Introduction to Deep Learning
- 11 minutes read - 2248 wordsIn this article we will learn what Deep Learning is and understand the difference to AI and Machine Learning. Often these three terms are used interchangeable. They are however not the same. The following diagram illustrates how they are related.
Relation of Artificial Intelligence, Machine Learning and Deep Learning.
Artificial Intelligence. There are different definitions of Artificial Intelligence, but in general, they involve computers performing tasks that are usually associated with humans or other intelligent living systems. This is the definition given on Wikimedia: It says: “[AI is] Mimicking the intelligence or behavioral pattern of humans or any living entity”

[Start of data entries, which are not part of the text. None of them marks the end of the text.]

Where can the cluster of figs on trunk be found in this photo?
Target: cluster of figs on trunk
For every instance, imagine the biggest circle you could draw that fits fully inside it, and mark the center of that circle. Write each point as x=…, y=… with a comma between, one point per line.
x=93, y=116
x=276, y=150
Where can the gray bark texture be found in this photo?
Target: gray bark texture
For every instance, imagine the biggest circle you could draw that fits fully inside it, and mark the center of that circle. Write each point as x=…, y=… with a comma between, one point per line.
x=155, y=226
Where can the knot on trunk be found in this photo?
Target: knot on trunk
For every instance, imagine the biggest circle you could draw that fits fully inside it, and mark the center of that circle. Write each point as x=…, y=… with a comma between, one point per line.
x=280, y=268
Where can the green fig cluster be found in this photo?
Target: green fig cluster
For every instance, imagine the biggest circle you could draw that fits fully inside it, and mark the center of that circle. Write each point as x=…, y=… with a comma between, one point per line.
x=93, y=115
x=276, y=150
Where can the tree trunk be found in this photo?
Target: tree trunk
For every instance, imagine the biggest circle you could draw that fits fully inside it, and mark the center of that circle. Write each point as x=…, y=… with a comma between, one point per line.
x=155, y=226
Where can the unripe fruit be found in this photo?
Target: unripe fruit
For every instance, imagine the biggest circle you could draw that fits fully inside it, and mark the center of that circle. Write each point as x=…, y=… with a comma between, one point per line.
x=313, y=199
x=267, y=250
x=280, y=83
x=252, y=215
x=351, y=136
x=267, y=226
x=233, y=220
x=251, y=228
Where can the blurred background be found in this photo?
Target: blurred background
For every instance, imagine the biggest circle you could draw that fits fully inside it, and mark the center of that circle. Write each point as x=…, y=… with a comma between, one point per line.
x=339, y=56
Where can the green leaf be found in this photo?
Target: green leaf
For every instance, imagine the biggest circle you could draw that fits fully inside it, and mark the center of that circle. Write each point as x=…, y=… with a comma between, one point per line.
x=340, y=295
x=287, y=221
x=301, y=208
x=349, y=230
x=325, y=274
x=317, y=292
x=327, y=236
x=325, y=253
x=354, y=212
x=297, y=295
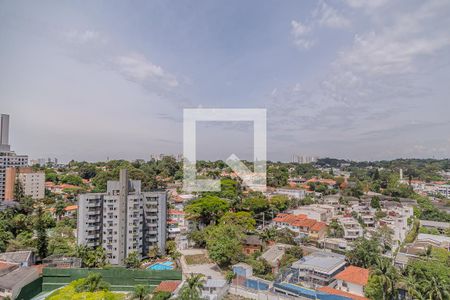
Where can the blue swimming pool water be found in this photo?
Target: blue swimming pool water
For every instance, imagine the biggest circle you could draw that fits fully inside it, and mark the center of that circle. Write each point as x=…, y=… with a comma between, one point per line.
x=167, y=265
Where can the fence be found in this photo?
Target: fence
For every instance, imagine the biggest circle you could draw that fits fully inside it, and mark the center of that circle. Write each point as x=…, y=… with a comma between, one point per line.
x=120, y=279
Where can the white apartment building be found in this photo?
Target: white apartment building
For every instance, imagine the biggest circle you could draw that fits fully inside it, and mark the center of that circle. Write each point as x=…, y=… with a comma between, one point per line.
x=33, y=182
x=352, y=229
x=123, y=220
x=8, y=158
x=397, y=220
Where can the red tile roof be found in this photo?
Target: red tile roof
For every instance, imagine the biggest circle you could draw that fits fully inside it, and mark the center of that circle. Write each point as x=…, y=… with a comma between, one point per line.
x=167, y=286
x=355, y=275
x=71, y=207
x=318, y=226
x=329, y=290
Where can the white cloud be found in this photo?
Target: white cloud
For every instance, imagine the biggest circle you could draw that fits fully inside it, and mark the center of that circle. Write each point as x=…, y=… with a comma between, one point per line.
x=301, y=35
x=324, y=16
x=84, y=37
x=138, y=68
x=369, y=4
x=328, y=16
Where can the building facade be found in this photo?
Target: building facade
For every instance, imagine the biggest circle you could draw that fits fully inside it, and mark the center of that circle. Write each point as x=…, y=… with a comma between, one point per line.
x=123, y=220
x=8, y=158
x=33, y=183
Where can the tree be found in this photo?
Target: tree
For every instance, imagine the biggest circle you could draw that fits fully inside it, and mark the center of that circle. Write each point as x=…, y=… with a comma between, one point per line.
x=382, y=281
x=153, y=252
x=171, y=249
x=437, y=289
x=132, y=261
x=224, y=244
x=41, y=233
x=375, y=202
x=255, y=204
x=207, y=210
x=192, y=289
x=364, y=253
x=335, y=229
x=60, y=209
x=93, y=283
x=19, y=192
x=241, y=219
x=72, y=179
x=141, y=292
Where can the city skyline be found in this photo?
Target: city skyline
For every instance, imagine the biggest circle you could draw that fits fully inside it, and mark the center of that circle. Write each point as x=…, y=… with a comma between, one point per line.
x=345, y=79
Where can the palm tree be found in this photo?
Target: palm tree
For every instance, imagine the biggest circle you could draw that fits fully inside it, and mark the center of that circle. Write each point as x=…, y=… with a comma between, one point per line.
x=192, y=289
x=388, y=276
x=141, y=292
x=435, y=289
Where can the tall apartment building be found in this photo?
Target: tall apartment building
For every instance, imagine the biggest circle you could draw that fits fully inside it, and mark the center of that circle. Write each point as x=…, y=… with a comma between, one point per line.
x=8, y=158
x=33, y=182
x=123, y=220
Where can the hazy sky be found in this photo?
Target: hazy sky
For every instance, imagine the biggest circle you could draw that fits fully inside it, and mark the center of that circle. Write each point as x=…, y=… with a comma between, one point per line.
x=354, y=79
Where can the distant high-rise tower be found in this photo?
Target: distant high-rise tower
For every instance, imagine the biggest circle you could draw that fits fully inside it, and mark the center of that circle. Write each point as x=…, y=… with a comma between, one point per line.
x=4, y=133
x=8, y=159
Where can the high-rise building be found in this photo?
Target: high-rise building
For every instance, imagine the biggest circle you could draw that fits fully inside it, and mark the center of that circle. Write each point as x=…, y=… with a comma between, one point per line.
x=8, y=158
x=123, y=220
x=33, y=182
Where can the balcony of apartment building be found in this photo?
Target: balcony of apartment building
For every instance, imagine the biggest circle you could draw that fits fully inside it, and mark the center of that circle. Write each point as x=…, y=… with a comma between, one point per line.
x=91, y=204
x=152, y=200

Machine Learning. Machine learning is a subset of Artificial Intelligence. It describes the process where a computer can “learn” from data, without a given set of rules. In practice, these terms are often not well distinguished. People often talk about ML, but refer to it as AI.
Deep Learning. Deep Learning is a particular type of Machine Learning, which uses Neural Nets as models. Neural Nets were inspired by the way neurons in our brain work.

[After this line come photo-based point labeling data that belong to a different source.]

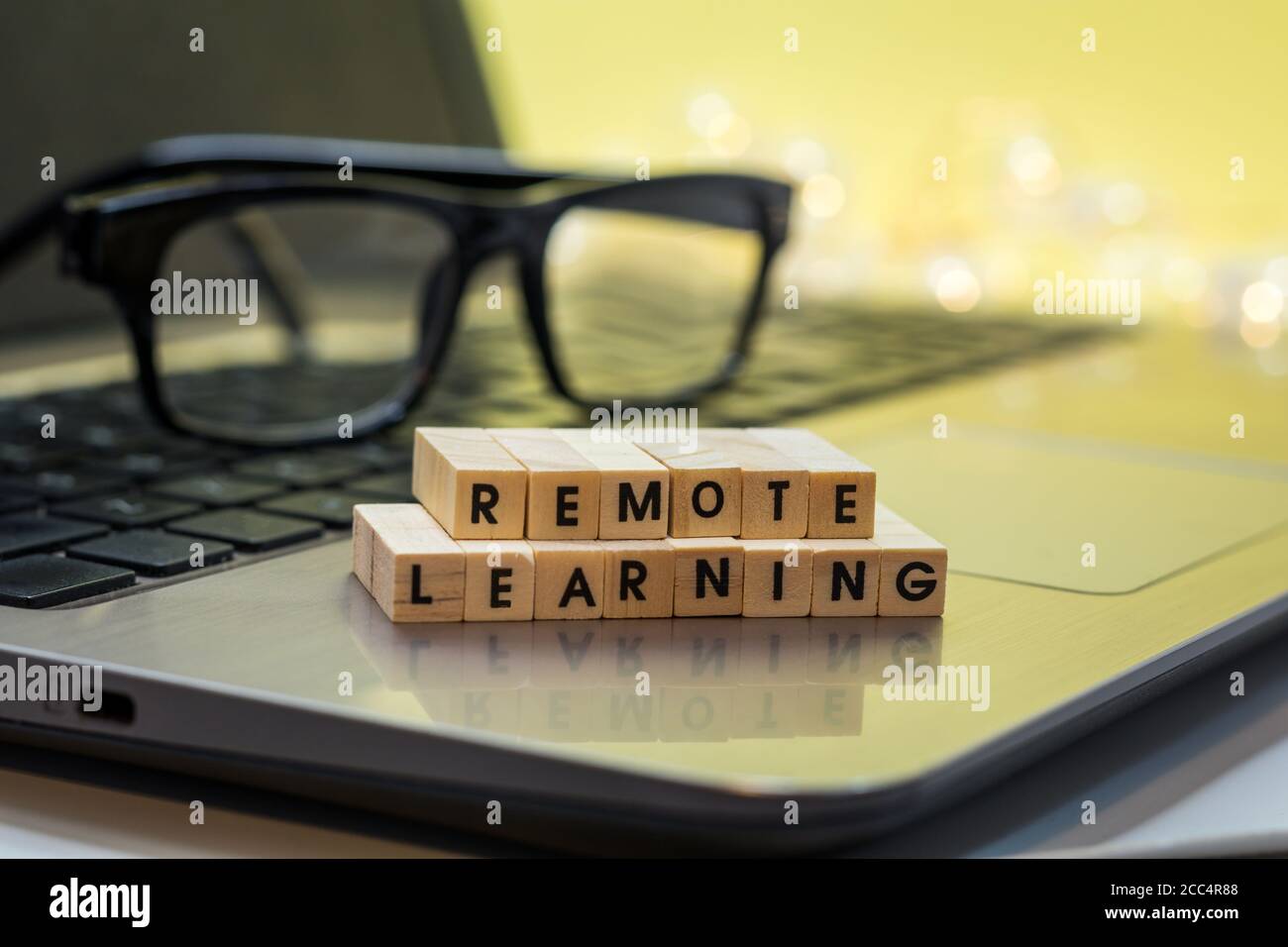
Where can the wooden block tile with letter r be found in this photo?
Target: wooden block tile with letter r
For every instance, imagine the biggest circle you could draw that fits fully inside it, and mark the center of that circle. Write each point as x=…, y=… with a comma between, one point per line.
x=774, y=487
x=500, y=577
x=778, y=578
x=563, y=486
x=706, y=488
x=570, y=579
x=471, y=483
x=416, y=570
x=841, y=489
x=707, y=575
x=634, y=488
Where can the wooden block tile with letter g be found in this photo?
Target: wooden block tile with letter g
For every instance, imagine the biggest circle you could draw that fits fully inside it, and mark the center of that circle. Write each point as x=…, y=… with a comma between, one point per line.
x=412, y=569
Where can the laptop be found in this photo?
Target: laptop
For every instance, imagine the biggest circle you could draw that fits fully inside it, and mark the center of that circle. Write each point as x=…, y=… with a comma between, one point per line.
x=1108, y=534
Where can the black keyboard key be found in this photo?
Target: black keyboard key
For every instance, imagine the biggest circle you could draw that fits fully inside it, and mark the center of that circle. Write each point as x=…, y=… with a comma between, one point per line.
x=301, y=470
x=330, y=506
x=127, y=512
x=40, y=581
x=215, y=489
x=394, y=487
x=250, y=530
x=151, y=552
x=25, y=532
x=65, y=484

Classical Programming vs. Machine Learning
In this article we are going to learn about Deep Learning, which, as we just saw, is a subset of Machine Learning. Machine Learning differs conceptionally from classical programming. In classical programming we use data and rules to get the answers to a problem. In contrast, in Machine Learning we use the data and the answers to a problem to achieve the rules. This is illustrated in the following chart.

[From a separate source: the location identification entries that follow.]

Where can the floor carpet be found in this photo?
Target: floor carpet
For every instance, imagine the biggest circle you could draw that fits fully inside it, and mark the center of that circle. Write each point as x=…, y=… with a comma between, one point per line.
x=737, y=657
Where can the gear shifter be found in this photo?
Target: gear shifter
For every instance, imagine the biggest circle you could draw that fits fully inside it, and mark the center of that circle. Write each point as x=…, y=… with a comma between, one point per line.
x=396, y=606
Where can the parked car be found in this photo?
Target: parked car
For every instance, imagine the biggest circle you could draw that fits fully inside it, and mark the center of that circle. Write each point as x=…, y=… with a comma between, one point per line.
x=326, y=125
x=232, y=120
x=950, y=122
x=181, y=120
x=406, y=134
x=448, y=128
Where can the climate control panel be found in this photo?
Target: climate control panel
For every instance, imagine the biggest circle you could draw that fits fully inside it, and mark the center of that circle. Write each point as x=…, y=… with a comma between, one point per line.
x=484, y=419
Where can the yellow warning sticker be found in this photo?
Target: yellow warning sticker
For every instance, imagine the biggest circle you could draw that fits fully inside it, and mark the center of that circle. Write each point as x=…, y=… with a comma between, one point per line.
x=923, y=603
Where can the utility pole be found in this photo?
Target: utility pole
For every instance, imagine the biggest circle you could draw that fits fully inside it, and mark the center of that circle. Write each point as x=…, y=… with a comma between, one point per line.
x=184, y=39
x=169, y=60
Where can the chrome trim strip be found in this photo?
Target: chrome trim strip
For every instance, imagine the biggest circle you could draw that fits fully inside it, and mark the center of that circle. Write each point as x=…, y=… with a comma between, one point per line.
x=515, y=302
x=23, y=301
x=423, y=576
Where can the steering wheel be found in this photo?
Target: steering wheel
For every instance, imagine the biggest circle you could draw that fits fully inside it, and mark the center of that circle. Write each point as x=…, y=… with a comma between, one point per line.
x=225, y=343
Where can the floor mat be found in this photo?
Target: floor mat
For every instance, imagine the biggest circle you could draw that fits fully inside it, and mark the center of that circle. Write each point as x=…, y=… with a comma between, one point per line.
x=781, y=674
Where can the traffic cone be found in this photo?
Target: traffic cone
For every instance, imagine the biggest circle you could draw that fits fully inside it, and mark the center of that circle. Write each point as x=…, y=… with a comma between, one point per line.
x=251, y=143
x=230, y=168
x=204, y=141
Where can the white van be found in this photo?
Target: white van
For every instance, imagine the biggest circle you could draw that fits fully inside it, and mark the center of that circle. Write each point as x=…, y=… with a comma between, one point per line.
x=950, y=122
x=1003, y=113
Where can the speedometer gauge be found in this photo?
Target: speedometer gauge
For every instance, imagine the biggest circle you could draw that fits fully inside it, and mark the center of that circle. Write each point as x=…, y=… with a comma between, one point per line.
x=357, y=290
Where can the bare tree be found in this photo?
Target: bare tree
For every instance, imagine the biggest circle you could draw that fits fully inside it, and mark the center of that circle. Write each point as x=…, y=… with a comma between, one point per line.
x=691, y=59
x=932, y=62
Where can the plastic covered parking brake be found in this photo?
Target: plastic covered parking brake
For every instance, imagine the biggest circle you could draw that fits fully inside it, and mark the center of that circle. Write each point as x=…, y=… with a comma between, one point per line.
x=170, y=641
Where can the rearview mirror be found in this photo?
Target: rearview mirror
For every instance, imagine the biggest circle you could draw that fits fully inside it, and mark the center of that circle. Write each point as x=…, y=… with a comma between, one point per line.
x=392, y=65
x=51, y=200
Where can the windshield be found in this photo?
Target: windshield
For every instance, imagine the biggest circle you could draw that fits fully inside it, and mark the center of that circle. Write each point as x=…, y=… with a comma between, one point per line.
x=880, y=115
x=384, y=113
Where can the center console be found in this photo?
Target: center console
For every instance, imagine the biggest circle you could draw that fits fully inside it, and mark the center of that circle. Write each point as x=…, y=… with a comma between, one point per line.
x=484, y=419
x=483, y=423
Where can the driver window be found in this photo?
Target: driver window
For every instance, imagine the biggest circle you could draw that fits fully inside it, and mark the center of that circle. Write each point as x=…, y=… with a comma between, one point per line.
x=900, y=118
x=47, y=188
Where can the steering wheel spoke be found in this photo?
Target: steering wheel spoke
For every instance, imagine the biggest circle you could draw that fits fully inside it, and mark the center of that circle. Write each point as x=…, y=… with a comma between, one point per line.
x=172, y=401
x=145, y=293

Classical programming vs. Machine Learning.
What is a Neural Net?
A Neural Net is a special type of Machine Learning model which is used for Deep Learning. It is often illustrated as shown in the next plot. The name and structure of a Neural Net are inspired by the human brain, mimicking the way that biological neurons signal to one another. However, other than inspiration and naming, they are actually not very similar. A neural network consists of connected computational units, which are called neurons.
Illustration of a Neural Net.
Neuron
Let’s zoom in and understand how a neuron works. The following plot illustrates a single neuron in more detail. Each neuron has one or more floating point inputs, the so-called input data, here shown as $x_1$ to $x_n$. Each of these input numbers is multiplied by a weight - $w_1$ to $w_n$. Then the weighted sum of the inputs is taken and additionally, an extra constant weight, which is the bias term, is added, here shown as $b$. These weights ($w_1$ to $w_n$) are learned during the training of the Neural Net. We will discuss how this exactly works later. Next, a non-linear function - the so-called activation function, is applied to this sum. This is a pre-defined function and we will see in the next paragraph what such an activation function looks like. Finally, the neuron returns an output value, which is also a floating point number.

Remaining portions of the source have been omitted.